Moskau erwartet, dass Russland vom weiteren Erstarken rechts- oder linkspopulistischer Parteien in Europa profitieren wird. Diese nimmt man, wenn nicht explizit als „pro-russisch“, so doch zumindest als nicht feindlich gegenüber Russland wahr. Darüber hinaus betonen etwa Marine Le Pen, Geert Wilders oder Vertreter der AfD gleichfalls die „Souveränität des Nationalstaats“ und stehen der EU, zumindest in ihrer jetzigen Form, kritisch gegenüber. Es passt daher gut ins Bild, dass gerade der Front national in der Vergangenheit finanzielle Hilfe von staatsnahen Moskauer Banken erhalten hat. Le Pen ist somit auch nach Aussage von Yuri Rubinsky, Chef des Zentrums für Frankreichstudien am Institut für Europastudien der Russischen Akademie der Wissenschaften, „Moskaus Kandidatin“. Dies gilt sicherlich umso mehr, weil die Vorsitzende des Front national das „Referendum“ auf der Krim als „nicht illegal“ bezeichnet hatte oder einen möglichen Abschied Frankreichs von den gemeinsamen Kommandostrukturen der NATO erwog. Bei den „etablierten“ Parteien favorisiert Moskau den Kandidaten, von dem es sich weniger Widerstand oder mehr Unterstützung erwartet. In Deutschland galt das russische Wohlwollen in der Vergangenheit so meist den Sozialdemokraten. In Frankreich sieht sich das konservative Milieu oft Russland näher. Eine Sympathie, die man in Moskau gerne erwiderte.

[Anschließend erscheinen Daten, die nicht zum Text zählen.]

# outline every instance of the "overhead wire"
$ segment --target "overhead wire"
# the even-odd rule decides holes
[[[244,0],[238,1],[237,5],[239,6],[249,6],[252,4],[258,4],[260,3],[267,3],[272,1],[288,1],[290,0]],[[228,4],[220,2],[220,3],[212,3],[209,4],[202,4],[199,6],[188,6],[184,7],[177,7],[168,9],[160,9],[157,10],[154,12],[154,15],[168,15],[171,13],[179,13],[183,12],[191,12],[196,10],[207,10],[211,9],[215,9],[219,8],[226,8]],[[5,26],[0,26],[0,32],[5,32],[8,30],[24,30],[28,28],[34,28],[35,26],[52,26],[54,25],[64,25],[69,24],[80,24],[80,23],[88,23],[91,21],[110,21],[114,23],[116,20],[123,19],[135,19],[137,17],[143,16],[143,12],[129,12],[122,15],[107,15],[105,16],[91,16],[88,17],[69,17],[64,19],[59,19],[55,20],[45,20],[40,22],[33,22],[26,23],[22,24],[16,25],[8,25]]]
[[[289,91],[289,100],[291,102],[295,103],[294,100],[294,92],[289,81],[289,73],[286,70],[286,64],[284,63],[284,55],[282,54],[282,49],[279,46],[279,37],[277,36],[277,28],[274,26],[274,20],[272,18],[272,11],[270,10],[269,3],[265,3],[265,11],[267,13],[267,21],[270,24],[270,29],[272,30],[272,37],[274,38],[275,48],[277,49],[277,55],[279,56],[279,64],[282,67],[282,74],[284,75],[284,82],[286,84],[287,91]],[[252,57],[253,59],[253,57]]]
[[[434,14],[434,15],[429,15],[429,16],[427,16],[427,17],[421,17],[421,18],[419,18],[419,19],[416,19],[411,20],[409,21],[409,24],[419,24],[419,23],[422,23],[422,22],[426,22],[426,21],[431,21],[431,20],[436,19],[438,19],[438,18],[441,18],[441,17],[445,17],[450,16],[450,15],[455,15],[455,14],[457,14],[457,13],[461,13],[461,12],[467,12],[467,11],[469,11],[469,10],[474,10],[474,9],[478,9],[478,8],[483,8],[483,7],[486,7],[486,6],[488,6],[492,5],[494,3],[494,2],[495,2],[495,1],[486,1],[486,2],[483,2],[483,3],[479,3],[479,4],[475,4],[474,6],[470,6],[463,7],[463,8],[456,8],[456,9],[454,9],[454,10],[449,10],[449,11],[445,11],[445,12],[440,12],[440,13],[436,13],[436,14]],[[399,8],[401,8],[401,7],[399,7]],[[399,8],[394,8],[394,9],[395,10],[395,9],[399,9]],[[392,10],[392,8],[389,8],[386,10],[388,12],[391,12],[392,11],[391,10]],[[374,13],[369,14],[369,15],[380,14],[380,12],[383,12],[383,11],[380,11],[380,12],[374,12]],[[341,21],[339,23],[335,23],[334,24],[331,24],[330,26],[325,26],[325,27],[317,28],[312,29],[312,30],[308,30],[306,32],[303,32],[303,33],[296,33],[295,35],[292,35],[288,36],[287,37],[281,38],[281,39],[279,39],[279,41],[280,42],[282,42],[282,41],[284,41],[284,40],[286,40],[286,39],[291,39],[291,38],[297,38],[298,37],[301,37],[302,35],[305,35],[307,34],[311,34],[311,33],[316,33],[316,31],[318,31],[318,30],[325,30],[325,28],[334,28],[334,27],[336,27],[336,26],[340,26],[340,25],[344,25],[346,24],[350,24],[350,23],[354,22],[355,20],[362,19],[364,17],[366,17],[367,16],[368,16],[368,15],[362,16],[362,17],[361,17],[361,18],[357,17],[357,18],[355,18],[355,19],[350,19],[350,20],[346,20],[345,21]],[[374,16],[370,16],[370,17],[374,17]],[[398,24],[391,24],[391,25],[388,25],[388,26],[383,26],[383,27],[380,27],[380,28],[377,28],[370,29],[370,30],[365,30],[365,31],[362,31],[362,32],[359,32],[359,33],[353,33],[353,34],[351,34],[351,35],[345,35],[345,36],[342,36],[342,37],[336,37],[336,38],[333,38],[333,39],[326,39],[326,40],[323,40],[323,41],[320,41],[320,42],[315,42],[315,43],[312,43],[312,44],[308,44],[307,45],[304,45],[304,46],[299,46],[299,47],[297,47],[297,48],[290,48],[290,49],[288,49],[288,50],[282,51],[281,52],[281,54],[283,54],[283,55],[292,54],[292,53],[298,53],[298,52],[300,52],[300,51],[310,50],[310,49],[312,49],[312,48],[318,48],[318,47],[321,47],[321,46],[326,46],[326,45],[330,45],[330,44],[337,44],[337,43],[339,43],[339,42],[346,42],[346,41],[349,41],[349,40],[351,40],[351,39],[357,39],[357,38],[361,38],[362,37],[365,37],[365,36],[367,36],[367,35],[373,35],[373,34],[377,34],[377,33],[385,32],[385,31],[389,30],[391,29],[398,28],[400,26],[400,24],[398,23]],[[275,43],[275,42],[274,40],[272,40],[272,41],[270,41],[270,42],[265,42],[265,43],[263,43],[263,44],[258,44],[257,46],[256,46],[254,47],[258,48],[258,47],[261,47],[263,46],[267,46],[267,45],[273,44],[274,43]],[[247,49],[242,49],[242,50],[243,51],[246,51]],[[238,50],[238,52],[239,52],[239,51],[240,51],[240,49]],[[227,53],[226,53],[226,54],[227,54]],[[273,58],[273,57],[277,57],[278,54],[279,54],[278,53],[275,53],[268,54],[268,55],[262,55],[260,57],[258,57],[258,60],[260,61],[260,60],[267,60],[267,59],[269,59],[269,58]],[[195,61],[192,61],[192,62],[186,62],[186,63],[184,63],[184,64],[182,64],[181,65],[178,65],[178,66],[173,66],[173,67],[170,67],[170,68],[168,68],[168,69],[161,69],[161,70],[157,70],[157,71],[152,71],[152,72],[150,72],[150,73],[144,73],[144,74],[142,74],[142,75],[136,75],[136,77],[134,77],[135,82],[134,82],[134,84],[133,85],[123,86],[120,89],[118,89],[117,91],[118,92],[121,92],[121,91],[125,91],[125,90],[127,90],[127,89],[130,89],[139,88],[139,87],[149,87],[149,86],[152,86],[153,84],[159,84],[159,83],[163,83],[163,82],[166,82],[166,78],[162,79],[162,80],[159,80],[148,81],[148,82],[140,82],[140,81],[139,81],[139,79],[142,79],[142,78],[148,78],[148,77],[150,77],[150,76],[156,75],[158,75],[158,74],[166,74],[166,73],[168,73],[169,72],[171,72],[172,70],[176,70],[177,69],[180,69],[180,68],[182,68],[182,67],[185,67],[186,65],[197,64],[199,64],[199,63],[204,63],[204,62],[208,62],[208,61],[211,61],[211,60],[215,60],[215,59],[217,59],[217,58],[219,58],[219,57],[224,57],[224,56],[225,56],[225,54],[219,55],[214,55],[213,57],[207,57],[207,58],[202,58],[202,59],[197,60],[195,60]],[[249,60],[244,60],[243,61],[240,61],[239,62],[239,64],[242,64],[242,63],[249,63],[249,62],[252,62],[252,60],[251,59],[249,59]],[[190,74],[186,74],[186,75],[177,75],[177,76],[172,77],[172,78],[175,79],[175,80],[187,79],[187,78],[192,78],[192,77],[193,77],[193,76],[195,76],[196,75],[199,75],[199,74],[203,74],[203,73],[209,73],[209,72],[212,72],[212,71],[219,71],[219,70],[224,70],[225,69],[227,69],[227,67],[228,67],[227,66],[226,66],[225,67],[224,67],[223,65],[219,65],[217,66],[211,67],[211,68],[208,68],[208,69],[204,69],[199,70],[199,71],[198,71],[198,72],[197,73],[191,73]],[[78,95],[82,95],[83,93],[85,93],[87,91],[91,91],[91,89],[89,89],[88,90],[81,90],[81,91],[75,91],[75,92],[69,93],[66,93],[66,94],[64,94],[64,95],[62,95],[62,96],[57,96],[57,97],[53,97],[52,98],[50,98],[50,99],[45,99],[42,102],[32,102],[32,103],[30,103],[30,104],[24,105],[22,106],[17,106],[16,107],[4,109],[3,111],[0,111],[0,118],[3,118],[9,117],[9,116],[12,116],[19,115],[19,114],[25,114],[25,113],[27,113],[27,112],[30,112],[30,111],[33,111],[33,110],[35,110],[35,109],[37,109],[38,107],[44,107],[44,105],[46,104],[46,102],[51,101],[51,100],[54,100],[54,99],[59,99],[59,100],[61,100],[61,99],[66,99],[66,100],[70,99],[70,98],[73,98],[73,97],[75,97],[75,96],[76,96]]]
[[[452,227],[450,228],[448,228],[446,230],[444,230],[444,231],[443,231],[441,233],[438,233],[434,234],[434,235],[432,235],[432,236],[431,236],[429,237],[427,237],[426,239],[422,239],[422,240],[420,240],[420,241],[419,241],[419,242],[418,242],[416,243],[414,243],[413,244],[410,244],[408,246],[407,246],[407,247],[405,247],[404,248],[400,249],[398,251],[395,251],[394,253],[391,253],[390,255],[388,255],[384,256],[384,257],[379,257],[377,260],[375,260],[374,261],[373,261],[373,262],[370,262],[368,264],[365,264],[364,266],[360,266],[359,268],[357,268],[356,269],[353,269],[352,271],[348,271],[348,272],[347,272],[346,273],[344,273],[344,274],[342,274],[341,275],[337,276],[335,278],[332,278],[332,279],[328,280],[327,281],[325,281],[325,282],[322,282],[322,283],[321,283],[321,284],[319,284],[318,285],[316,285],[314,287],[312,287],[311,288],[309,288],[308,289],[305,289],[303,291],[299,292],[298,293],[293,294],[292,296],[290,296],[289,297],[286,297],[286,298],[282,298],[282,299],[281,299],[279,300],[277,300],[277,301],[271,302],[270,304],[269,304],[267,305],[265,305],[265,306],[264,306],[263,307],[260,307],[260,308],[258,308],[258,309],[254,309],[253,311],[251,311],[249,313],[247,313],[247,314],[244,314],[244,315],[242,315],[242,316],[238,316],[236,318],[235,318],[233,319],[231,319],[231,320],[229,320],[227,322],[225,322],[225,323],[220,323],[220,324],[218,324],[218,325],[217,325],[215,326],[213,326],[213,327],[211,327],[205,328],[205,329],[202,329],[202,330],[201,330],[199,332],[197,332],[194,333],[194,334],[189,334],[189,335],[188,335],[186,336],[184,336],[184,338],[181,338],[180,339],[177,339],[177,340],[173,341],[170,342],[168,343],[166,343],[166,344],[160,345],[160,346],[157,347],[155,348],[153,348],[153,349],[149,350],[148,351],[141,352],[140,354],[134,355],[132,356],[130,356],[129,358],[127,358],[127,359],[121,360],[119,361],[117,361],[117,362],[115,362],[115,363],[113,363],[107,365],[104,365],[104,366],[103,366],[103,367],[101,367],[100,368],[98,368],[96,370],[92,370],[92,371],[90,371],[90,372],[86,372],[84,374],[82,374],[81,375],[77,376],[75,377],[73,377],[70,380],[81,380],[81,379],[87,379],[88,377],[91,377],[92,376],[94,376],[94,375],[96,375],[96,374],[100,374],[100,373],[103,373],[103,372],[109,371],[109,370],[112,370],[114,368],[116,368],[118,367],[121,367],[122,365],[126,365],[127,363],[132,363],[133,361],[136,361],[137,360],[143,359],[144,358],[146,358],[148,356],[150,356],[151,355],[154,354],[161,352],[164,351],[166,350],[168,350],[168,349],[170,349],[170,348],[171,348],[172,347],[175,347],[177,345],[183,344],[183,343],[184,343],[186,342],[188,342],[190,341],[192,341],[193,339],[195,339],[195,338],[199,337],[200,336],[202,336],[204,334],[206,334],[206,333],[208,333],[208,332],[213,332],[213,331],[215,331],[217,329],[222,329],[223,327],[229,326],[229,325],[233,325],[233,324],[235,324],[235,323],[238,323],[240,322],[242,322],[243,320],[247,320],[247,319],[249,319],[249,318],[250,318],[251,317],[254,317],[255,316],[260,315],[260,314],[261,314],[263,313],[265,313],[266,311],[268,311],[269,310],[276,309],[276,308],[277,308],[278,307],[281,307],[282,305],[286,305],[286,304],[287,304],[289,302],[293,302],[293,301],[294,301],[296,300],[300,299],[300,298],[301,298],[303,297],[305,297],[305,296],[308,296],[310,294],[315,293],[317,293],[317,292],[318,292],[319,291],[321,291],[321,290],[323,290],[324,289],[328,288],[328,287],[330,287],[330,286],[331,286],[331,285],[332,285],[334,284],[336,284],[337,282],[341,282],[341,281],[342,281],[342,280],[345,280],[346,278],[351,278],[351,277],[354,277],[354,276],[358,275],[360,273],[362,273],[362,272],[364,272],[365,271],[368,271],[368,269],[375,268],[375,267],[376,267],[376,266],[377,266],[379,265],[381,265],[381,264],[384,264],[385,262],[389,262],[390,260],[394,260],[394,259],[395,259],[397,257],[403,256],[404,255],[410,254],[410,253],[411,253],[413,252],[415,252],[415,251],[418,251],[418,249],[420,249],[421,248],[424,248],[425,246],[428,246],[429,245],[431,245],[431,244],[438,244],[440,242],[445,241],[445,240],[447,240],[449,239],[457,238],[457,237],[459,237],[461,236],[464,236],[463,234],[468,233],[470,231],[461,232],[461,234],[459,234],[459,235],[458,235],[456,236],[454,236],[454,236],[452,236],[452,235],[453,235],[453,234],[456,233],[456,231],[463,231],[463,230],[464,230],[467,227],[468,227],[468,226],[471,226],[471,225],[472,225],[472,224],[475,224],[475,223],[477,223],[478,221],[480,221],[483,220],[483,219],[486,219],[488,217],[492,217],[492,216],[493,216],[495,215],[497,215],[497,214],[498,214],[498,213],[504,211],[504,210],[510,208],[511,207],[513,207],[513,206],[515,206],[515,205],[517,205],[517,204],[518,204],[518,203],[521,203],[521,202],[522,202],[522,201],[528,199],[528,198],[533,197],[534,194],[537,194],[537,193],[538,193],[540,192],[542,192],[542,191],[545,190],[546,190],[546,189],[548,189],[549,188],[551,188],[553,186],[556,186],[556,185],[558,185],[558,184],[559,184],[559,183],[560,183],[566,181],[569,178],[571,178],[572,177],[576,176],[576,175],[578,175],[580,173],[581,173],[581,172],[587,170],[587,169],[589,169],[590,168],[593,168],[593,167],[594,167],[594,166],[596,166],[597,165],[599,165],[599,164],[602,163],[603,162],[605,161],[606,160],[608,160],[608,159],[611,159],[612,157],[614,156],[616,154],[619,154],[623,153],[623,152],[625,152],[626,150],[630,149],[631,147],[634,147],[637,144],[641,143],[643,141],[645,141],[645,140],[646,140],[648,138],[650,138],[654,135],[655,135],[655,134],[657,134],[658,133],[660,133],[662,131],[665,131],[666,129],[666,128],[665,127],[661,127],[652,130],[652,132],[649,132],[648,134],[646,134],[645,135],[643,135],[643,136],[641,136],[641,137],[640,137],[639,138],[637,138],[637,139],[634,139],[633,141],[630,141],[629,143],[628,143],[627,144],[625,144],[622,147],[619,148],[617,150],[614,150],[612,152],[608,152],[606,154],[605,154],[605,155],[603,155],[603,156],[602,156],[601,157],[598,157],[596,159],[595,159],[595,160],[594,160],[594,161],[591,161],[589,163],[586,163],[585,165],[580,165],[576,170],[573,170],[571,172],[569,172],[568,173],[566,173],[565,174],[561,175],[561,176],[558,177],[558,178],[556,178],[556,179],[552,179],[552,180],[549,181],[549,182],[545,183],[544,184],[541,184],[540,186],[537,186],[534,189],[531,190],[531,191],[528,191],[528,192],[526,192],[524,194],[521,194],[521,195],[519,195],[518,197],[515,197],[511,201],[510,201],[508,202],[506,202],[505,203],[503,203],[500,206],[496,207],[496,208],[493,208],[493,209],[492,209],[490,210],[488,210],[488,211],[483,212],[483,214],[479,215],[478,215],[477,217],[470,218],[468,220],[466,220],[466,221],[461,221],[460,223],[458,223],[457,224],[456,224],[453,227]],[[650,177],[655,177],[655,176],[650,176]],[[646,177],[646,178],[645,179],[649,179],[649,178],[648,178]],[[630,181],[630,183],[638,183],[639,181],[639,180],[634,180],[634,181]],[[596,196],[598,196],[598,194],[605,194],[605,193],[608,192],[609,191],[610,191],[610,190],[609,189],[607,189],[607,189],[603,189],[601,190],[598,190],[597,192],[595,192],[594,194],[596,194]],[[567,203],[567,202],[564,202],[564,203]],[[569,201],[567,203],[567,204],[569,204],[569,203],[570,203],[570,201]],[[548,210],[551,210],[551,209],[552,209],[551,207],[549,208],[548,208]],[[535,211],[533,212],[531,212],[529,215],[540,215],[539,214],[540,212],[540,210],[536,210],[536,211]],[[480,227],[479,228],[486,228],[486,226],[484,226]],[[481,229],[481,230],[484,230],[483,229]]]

Generell fällt auf, dass die aus Moskauer Sicht als aussichtsreich geltenden Kandidaten Fillon und Le Pen (vor dem Bekanntwerden der aktuellen Vorwürfe gegen François Fillon) beide als mehr oder weniger pro-russisch wahrgenommen werden. Emmanuel Macron ist weitgehend ein unbeschriebenes Blatt. Aussagen des unabhängigen Mitte-links-Kandidaten, sich ebenfalls für bessere Beziehungen mit Russland einzusetzen, wurden jedoch auch in Moskau vernommen. Dies macht einen wesentlichen Unterschied zu anstehenden Wahlgängen in anderen europäischen Ländern aus: In den Niederlanden oder Deutschland haben durchaus Kräfte Aussichten auf Erfolg, die den derzeitigen politischen Kurs gegenüber Moskau beibehalten oder gar verschärfen möchten. Vom neuen Staatsoberhaupt Frankreichs wird also ein klares Signal hin zu mehr Verständigung mit Moskau erwartet.

Philipp Nießen
Philipp Nießen
Philipp Nießen ist zurzeit im Rahmen des Alfa Fellowship Programs in Moskau und hat 2016 am Deutsch-französischen Zukunftsdialog teilgenommen.

2 Kommentare

  1. So langsam scheinen Aussagen Macrons in Richtung Russlands aber als Gefahr wahrgenommen zu werden. Anders ist es nicht zu erklären, dass etwa Sputniknews (russisches Nachrichtenportal) einem Hinterbänkler der Les Républicains einen kompletten Artikel gibt, in dem vor allem nicht belastbare Spekulationen über Macrons Privatleben breitgetreten werden: https://sputniknews.com/analysis/201702041050340451-macron-us-agent-dhuicq/

  2. Philipp Niessen sagt:

    Ja, mit seinem wahrscheinlicher werdenden Einzug in die Stichwahl steigt nun auch das Interesse in den Medien. Am 8. Februar gab es so eine 48-minütige Diskussionssendung über Macron auf Moskaus beliebtesten Radiosender (allerdings um 22:00 Uhr), http://echo.msk.ru/programs/48minut/1923972-echo/. Gut möglich, dass nun auch an anderer Stelle noch mal geschaut wird, was sich zu ihm so findet.

    Das junge Alter des Kandidaten und sein ohnehin „aussergewöhnliches“ Privatleben mit einer deutlich älteren Ehefrau sind für hiesige Verhältnisse sehr exotisch.